3.Vatandaşlara yönelik toplumsal bilinçlendirme kampanyaları düzenlenmeli. Dikkatsizliğin sebep olabileceği büyük yangınları önleyici reklamlar, sosyal medya kampanyaları ve televizyon eğitimleri yaygınlaştırılmalıdır.
4.İlgili uzmanlarımızca yangın olmaması için bilinçlendirme filmleri hazırlanmalı ve ulusal yayın yapan haber kanalları aracılığıyla tüm halkımıza ulaştırılmalıdır.

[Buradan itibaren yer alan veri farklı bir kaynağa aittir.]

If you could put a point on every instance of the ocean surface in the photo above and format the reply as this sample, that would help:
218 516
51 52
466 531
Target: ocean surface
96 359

5.Anız ve tarım arazileri dikkatle korunmalı, anız yakma gibi tehlikeli uygulamalar tamamen engellenmelidir. Tarım arazilerinde hasat tamamlandıktan sonra mutlaka sürülmeli, ayrıca meyve ağaçları olan arazilerinin sınırları çizgi halinde traktörle sürme işlemini vatandaşımız tarafından önemle uygulanmalıdır.
6.Yanan yerler hızla ağaçlandırılmalı ve bu alanların yeniden yeşermesi için gerekli tüm destekler sağlanmalıdır.
6.Ormanlara 81 ilde "keçi itfaiyeleri" ekibi oluşturulmalı, doğal otlakçılıkla yangın riskini azaltma çalışmaları yaygınlaştırılmalıdır.
7.Ormanlık alanlarımızda yangın şeritleri enine boyu daha genişlemelidir.
Asıl konu iyi insan ve kötü insan ayrımı değildir. Asıl konu, insanın içinde son zamanlarda artan dikkatsizlik veya kasıt sonucu yangına sebep olan fiillerin ve davranışların son bulmasıyla çözülür.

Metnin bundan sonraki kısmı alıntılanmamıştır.